Christina sets these domestic niceties against something that's quite the opposite. In fact it's as hellish as the book blurb suggests. Yes, more hellish than a fatal train collision and that's saying something!
We get initial clues from sparsely interspersed first person narrative chapters scattered among the third person main story. Just a page or two here and there; not enough to put off those with an aversion to first person story telling but enough to pique our interest. We're then plunged into a different problem from the rail crash and slowly come to realise that the main event has nothing to do with trains, demonstrating Christina's writing talent and dark imagination.
How dark are we talking? Well, this isn't Scarpetta bloody or graphic although it does play with our psyche enough for it not to be one for the kiddies.

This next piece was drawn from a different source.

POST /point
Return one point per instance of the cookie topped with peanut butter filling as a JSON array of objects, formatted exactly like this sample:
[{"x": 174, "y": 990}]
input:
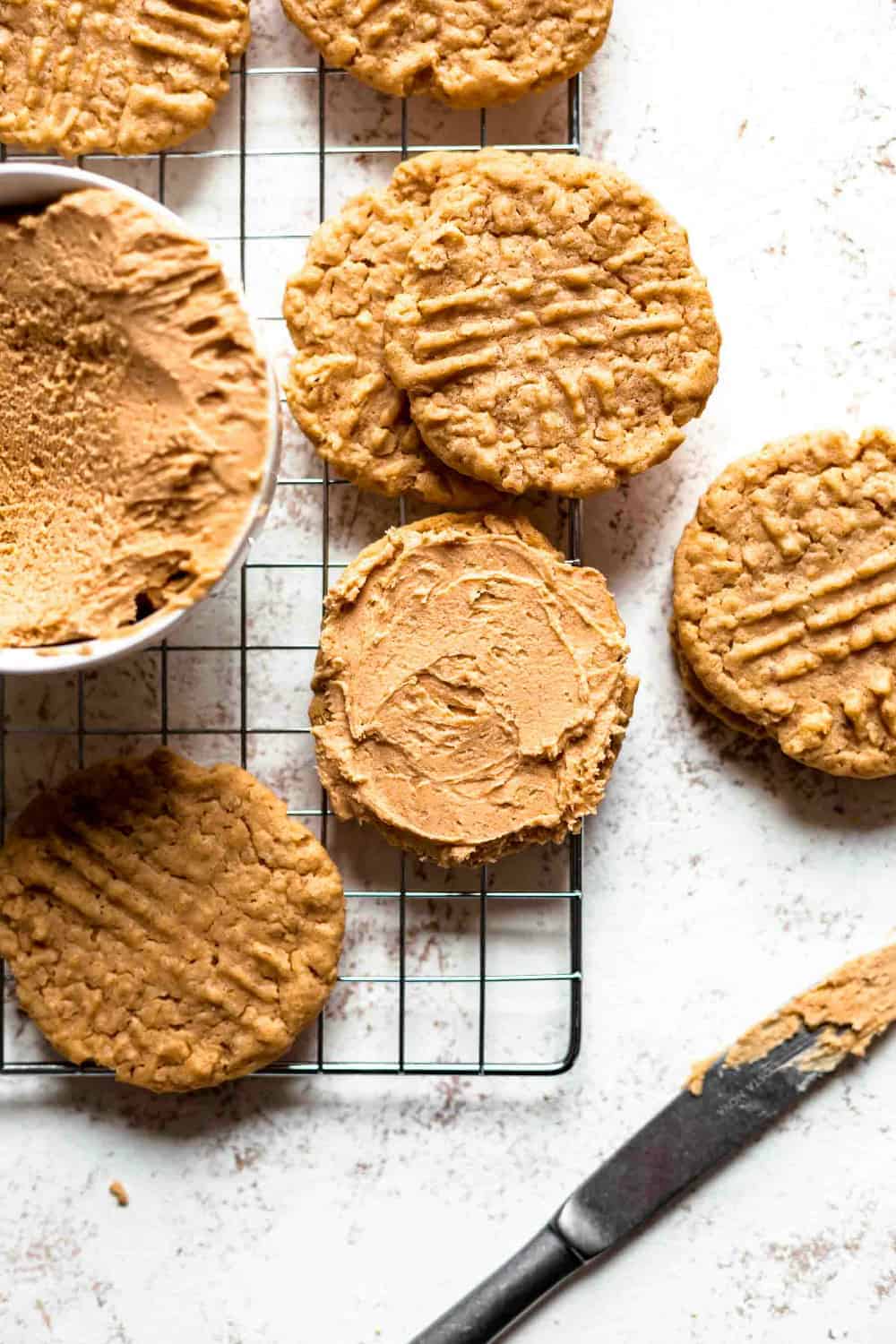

This is where it gets difficult for a reviewer as I don't want to give away more than is on the book cover synopsis regarding the surprise story line. Shall we just say that train crossing attendant Ruby Grummett and her family have a lot to hide? We also encounter the Bricklayers, neither a pub nor anyone in the building trade but definitely sinister. (Not that I'm saying builders are sinister… oh you know what I meant!)
Once again Christina treats us as grown-ups with active minds. She realises that we will start putting two and two together at some stage so our own musings and guesses are used to build the tension. Then, when we're pretty sure we have the whole picture and are reflecting on the roller coaster nail biter of a journey as the end approaches, the author punches us in the stomach. Once again we're treated to a big last minute shock in the same way she shook us in Sausage Hall. At that time it was a pleasurable surprise (or perhaps I'm just twisted). Is it a pleasurable surprise this time? I shall leave that to you to find out.
(A huge thank you to the folk at Salt for providing us with a copy for review.)
Further Reading: It goes without saying that if you enjoy this and haven't read it already, do try Sausage Hall. If you have read that or would prefer to branch out, we also highly recommend Even Dogs in the Wild by Ian Rankin.